Invesco senior counsel Vikram Nankani, with advocate Gaurav Mehta, mentioned the matter for an urgent hearing and the Mumbai bench of the NCLT has scheduled it for Thursday. For Zee, senior counsel Navroze Seervai and Sudipto Sarkar opposed the move, saying there was no urgency for 21 days.
Invesco, which has its registered office in Houston, Texas, US, and OFI Global are shareholders of Zee Entertainment representing almost 18% paid-up share capital of the company with voting rights, making it Zee’s largest shareholder.
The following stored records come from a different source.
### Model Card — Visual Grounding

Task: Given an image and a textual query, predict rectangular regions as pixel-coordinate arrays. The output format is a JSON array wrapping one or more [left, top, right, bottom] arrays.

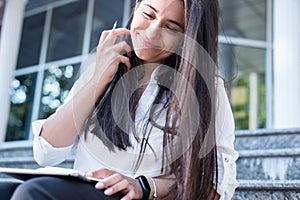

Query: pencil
[[112, 20, 117, 30]]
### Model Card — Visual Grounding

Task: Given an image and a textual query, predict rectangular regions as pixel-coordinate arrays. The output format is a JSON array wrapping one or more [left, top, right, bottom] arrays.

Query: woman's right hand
[[92, 28, 131, 86]]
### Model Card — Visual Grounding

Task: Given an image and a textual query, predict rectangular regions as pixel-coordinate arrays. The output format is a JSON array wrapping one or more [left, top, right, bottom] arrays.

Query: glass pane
[[219, 44, 266, 130], [46, 0, 87, 61], [26, 0, 61, 11], [90, 0, 125, 50], [6, 73, 37, 141], [17, 12, 45, 68], [219, 0, 267, 40], [39, 63, 80, 119]]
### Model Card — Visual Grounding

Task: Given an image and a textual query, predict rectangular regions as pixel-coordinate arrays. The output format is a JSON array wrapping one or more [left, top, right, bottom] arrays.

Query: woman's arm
[[86, 169, 175, 200], [39, 28, 131, 147], [87, 168, 220, 200]]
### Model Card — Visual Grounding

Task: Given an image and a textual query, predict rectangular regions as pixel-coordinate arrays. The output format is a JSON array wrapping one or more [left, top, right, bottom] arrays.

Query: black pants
[[0, 177, 123, 200]]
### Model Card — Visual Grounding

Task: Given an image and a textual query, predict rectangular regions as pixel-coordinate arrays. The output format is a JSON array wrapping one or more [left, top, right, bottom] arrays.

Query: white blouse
[[32, 64, 239, 200]]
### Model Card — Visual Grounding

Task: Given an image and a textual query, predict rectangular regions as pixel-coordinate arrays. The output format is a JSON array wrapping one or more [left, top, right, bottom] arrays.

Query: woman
[[6, 0, 238, 199]]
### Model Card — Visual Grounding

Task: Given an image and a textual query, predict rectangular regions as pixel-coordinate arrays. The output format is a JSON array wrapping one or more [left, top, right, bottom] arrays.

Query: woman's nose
[[145, 21, 162, 40]]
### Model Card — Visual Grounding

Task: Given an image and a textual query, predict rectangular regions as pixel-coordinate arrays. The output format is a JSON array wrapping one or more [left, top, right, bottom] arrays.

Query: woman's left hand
[[85, 168, 143, 200]]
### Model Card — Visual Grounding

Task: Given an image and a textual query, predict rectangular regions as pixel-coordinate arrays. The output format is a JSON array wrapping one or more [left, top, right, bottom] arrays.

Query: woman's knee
[[11, 177, 59, 200]]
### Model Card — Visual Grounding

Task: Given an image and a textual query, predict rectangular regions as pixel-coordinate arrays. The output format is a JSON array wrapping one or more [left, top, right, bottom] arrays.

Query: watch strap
[[136, 175, 151, 200]]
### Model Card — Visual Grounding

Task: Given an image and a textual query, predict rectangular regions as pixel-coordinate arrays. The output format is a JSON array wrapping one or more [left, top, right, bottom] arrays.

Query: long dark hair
[[84, 0, 219, 199]]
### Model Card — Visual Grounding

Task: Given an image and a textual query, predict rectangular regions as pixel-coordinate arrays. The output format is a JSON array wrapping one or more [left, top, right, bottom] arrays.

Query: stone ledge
[[236, 128, 300, 137], [0, 157, 37, 164], [0, 141, 33, 150], [237, 180, 300, 190], [0, 156, 75, 164], [236, 155, 300, 180], [233, 190, 300, 200], [238, 148, 300, 158]]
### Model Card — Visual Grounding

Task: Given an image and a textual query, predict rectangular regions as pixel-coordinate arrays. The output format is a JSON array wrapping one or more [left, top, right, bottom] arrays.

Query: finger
[[98, 28, 129, 45], [103, 28, 131, 44], [98, 30, 110, 45], [89, 168, 115, 179], [98, 173, 123, 189], [117, 55, 131, 70], [110, 28, 131, 37], [104, 179, 129, 196], [120, 190, 135, 200], [113, 41, 132, 55]]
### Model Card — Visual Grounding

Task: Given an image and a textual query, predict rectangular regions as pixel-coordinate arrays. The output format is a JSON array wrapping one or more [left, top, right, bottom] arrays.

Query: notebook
[[0, 166, 101, 184]]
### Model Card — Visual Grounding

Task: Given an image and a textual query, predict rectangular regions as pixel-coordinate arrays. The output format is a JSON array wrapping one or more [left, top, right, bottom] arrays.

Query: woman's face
[[130, 0, 185, 63]]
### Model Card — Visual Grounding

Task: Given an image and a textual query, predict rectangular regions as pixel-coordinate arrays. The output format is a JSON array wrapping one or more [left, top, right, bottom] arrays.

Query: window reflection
[[17, 12, 45, 68], [39, 63, 80, 119], [219, 0, 267, 40], [90, 0, 124, 50], [46, 0, 87, 61], [6, 74, 37, 141], [219, 44, 266, 130]]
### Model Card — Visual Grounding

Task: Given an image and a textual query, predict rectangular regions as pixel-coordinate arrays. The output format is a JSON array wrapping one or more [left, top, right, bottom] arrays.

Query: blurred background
[[0, 0, 300, 199], [1, 0, 300, 141], [1, 0, 300, 143]]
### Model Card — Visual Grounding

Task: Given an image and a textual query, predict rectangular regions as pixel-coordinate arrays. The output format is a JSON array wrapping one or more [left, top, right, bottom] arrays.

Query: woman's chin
[[135, 50, 169, 63]]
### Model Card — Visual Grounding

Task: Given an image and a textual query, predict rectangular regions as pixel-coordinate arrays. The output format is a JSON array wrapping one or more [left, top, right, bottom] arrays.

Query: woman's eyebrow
[[143, 4, 184, 30], [144, 4, 158, 12]]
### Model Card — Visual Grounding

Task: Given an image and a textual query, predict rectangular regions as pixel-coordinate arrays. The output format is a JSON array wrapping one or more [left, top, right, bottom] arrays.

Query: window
[[90, 0, 124, 51], [220, 0, 267, 40], [7, 0, 131, 141], [6, 0, 273, 142], [46, 0, 87, 61], [17, 12, 45, 68], [219, 44, 266, 129], [6, 73, 37, 141], [219, 0, 272, 130], [39, 63, 80, 119]]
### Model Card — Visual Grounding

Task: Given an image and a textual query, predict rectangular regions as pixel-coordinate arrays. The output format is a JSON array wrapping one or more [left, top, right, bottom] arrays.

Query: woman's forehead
[[139, 0, 185, 21]]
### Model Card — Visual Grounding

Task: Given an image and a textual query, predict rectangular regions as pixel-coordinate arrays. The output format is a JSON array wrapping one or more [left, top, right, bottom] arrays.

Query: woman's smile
[[138, 32, 161, 49]]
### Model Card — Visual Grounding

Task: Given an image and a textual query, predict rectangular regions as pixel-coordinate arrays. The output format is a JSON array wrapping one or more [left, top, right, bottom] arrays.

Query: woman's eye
[[143, 12, 154, 19], [166, 25, 178, 33]]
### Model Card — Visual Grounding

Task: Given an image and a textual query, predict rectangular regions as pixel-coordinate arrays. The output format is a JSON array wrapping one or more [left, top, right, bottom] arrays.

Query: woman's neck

They said that the EGM has not been called for despite a valid requisition by them on September 11.
They are seeking to invoke the powers of the NCLT under the Companies Act to convene an EGM of the shareholders of Zee. The requisition by the two shareholders sought also the appointment of six independent directors on the Zee board.
A Zee spokesperson said, “The board of the company remains committed to act within the framework of law and is focused towards enhancing the company’s growth and shareholder value. It is in the process of taking the required steps within the statutory period. The company does not wish to comment on any impulsive or premature steps taken by Invesco Developing Markets Funds and OFI Global China Fund, LLC.”
On September 13, Zee Entertainment had disclosed to the stock exchanges that it had received the resignation of two non-independent directors — Manish Chokhani and Ashok Kurien. Pointing this out, the application before NCLT added that there has since been a “stoic silence” on their requisition.
On September 22, Zee announced approval and execution of a non-binding term sheet with Sony Pictures (Sony India) for a potential merger. Non-calling of an EGM constitutes an “oppressive act” and is “gross mismanagement” of the company’s affairs, the application said. It added that the decision on future governance and board composition of the company rests with its shareholders and not its board.
The applicants said they apprehend that, before the EGM, as requisitions, Zee may take various steps to render the process infructuous, adding that there is a large body of public shareholders of the company and public interest involved.